1. Calcular el rumbo entre dos puntos del mapa

Procedimiento clásico:

  1. Colocar el borde largo de la brújula sobre el mapa de manera que una el punto donde estás (A) con el punto al que quieres ir (B), con la flecha de dirección de marcha apuntando de A a B.
  2. Girar el limbo móvil hasta que las flechas paralelas del fondo de la cápsula queden alineadas con las líneas norte-sur del mapa (líneas verticales del marco, o las líneas UTM de cuadrícula kilométrica), con la flecha del fondo apuntando al norte del mapa.
  3. Leer el rumbo en el limbo, en el punto donde toca la línea de la flecha de dirección de marcha. Es el rumbo cartográfico.
  4. Corregir por declinación magnética para obtener el rumbo magnético real que usará la aguja. Conviene olvidar la vieja regla de restar uno o dos grados al oeste: según el Instituto Geográfico Nacional, la línea ágona cruzó Madrid en la segunda mitad de 2021 y desde entonces la mayor parte de la Península tiene una declinación muy pequeña orientada al Este, no al Oeste, mientras que solo el extremo noroccidental conserva valores levísimos al Oeste. Como el valor depende del lugar y la fecha, lo prudente es consultarlo en la calculadora oficial del IGN antes de una ruta exigente.
  5. Levantar la brújula del mapa, sostenerla horizontal frente al cuerpo, girar el cuerpo hasta que la aguja roja quede dentro del contorno marcado del limbo ("aguja en su casa"). La flecha de dirección de marcha apunta entonces hacia el destino.

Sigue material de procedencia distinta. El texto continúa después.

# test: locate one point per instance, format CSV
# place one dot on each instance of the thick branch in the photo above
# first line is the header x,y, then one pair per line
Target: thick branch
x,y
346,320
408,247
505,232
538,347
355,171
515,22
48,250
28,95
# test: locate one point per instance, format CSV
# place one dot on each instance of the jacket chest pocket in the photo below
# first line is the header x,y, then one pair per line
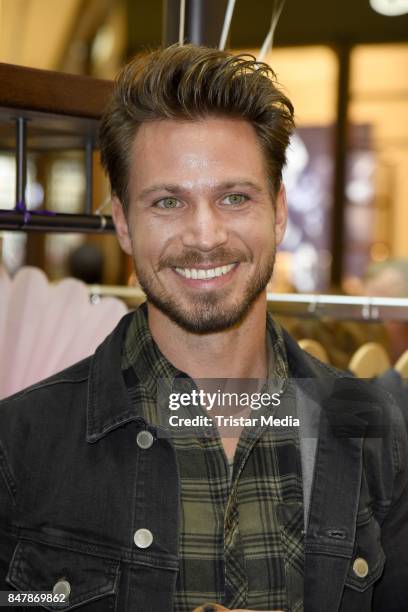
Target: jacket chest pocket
x,y
367,563
82,580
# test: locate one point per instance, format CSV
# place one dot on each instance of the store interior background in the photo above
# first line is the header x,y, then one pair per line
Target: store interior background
x,y
344,66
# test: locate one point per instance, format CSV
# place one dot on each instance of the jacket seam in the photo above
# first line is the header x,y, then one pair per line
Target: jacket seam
x,y
5,471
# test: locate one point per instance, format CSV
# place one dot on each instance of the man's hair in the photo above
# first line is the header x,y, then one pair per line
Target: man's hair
x,y
191,82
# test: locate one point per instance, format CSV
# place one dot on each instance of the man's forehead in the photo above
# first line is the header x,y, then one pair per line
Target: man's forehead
x,y
226,147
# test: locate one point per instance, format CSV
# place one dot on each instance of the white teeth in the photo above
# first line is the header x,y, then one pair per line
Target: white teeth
x,y
200,274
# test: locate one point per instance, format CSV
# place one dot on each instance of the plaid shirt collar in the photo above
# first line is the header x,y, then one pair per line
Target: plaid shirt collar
x,y
109,405
144,356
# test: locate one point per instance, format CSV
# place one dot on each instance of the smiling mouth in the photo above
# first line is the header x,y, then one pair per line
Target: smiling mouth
x,y
205,274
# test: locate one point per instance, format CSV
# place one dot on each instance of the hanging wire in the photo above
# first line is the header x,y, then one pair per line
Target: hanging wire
x,y
182,21
268,42
227,24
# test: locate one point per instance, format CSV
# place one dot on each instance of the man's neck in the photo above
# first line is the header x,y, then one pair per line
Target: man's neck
x,y
239,352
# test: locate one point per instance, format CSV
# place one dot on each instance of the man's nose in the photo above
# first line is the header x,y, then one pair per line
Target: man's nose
x,y
206,229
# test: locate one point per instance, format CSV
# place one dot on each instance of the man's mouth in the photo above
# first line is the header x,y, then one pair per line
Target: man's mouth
x,y
205,273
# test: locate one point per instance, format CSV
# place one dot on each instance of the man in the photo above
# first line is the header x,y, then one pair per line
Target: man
x,y
101,499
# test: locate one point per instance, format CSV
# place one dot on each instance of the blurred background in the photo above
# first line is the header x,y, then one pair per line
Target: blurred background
x,y
343,64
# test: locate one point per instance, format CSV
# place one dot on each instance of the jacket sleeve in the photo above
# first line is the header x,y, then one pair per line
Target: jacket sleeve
x,y
7,511
391,591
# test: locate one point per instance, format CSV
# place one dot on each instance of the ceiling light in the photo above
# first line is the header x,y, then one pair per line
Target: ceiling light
x,y
390,8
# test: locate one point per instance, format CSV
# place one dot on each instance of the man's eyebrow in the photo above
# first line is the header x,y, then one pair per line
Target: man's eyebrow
x,y
174,188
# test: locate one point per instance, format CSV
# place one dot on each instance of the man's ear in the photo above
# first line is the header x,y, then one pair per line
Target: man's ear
x,y
121,225
281,214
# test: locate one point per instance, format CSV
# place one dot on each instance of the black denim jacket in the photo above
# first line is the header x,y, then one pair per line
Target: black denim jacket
x,y
75,488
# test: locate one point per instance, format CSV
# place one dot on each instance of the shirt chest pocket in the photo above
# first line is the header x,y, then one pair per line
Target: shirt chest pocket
x,y
367,562
86,581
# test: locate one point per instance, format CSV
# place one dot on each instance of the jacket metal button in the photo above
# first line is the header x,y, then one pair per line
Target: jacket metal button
x,y
360,567
143,538
62,587
144,439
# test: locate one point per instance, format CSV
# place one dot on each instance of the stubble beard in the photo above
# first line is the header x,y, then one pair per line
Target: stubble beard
x,y
207,312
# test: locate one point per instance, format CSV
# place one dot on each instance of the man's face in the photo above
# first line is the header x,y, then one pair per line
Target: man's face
x,y
201,226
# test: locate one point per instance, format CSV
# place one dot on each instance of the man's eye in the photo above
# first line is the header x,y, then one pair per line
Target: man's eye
x,y
235,199
167,203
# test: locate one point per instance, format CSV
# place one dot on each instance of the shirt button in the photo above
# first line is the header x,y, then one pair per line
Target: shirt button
x,y
62,587
143,538
144,439
360,567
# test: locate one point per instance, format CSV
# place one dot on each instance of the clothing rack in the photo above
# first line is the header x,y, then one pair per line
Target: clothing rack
x,y
358,308
43,111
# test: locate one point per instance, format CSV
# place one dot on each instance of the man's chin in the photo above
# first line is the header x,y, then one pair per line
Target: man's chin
x,y
203,317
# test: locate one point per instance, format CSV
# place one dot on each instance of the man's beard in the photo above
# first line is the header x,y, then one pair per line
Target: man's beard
x,y
207,311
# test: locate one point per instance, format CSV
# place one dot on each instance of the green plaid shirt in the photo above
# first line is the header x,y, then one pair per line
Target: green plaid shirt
x,y
241,539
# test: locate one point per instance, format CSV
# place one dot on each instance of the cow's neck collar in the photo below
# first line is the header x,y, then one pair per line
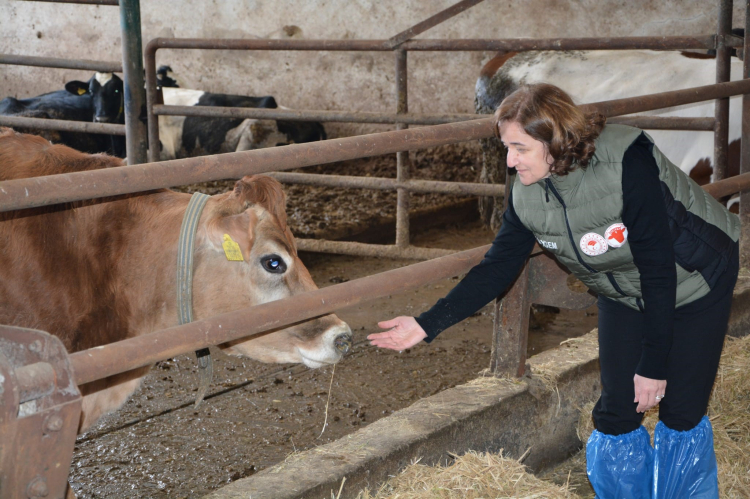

2. Triangulación para ubicarse en el mapa

Para saber dónde estás cuando no es evidente sobre el mapa, se hace triangulación con tres referencias visibles. Procedimiento:

  1. Identificar tres puntos en el paisaje que también aparezcan en el mapa (cumbres, vértices geodésicos, antenas, iglesias).
  2. Apuntar la brújula a la primera referencia y leer el rumbo magnético. Corregir por declinación para obtener el rumbo cartográfico.
  3. Llevar la brújula al mapa, alinear el borde largo con el punto conocido (la referencia) y orientar el limbo con el rumbo medido. Trazar la línea de la flecha de dirección de marcha desde la referencia hacia atrás.
  4. Repetir con las otras dos referencias.
  5. El cruce de las tres líneas (idealmente un triángulo muy pequeño, no un punto exacto por imprecisión) marca tu posición.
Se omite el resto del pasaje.